First Place: $500 award and five-day stay at Shake Rag Alley Center for the Arts in Mineral Point, WI ($895 value)

  • Honorable Mention: $50 and a five-day stay at Ernest Hüpeden's Painted Forest in Valton, WI ($800 value)

Judge: Kristine Langley Mahler

Kristine Langley Mahler is the author of A Calendar Is a Snakeskin (Autofocus, 2023) and Curing Season: Artifacts (WVU Press, 2022). Her work has been supported by the Nebraska Arts Council, named Notable in Best American Essays 2019 and 2021, and published in DIAGRAM, Ninth Letter, Brevity, and Speculative Nonfiction, among others.
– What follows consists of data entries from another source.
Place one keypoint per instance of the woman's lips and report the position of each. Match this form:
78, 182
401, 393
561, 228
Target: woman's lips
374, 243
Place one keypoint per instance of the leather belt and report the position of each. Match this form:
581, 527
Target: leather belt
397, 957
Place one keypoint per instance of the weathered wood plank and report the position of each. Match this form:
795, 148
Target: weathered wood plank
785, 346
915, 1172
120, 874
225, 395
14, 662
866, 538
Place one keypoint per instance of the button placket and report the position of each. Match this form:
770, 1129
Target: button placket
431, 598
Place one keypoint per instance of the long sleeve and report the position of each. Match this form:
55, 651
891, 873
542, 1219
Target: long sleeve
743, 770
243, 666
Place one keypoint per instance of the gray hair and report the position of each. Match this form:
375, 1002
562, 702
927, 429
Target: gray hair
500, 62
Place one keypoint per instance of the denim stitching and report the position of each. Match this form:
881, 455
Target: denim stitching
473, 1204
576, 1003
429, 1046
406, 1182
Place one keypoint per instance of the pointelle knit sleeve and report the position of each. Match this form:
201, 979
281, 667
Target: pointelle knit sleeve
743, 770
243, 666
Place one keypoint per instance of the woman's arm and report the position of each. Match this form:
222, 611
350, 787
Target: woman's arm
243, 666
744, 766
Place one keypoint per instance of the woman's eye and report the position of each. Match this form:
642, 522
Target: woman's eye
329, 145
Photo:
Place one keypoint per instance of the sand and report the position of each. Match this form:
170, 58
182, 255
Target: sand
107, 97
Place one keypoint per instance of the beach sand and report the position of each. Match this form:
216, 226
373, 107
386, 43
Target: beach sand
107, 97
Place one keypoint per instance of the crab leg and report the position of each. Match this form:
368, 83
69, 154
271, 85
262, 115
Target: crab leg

A memoirist experimenting with the truth on the suburban prairie outside Omaha, Nebraska, Kristine is also the director of Split/Lip Press.



History

Kay W. Levin (1925- 1989) was a board member of the Council for Wisconsin Writers in its formative years. After her death in 1990, her family endowed the award for short nonfiction in her memory. Ms. Levin had written children’s fiction before she and her husband, Robert, moved to Cleveland, Wisconsin, in 1974 from Chicago. Slowing to the pace of rural life, she turned her attention to essay writing, using as her inspiration events from everyday life on Kingfisher Farm, where they lived. Her articles on topics as diverse as her daughter’s death in a car crash to the harvesting of maple syrup appeared in The Milwaukee Journal Wisconsin Magazine among other publications. Levin was a champion of Wisconsin writers and the award in her name lives on to encourage essay writers into the future.

Previous Winners:

2022

First Place:  "Someone Else's Language"Guernica Magazine) by Kate Vieira, Madison, WI 

Kate Vieira is an international ethnographer of writing, a creative nonfiction writer, and a single mom. She holds the Susan J. Cellmer distinguished chair in literacy at UW Madison, where she teaches writing across the school of education, Chican@/Latin@ Studies, and Second Language Acquisition, and where she co-directs the Greater Madison Writing Project. Her books include American by Paper, Writing for Love and Money, and a co-edited volume with Jhoana Patiño Lopez, Paz: Escribiendo un Corazón Común—collectively representing work across Brazil, Latvia, Colombia, and with Luso communities in the U.S. Her personal essays have appeared in Guernica, The Sun, First Person Singular, Tin House (online), and Writing on the Edge. She is working on a memoir about single parenting across borders called Broken Home. You can read more about what she is up to here.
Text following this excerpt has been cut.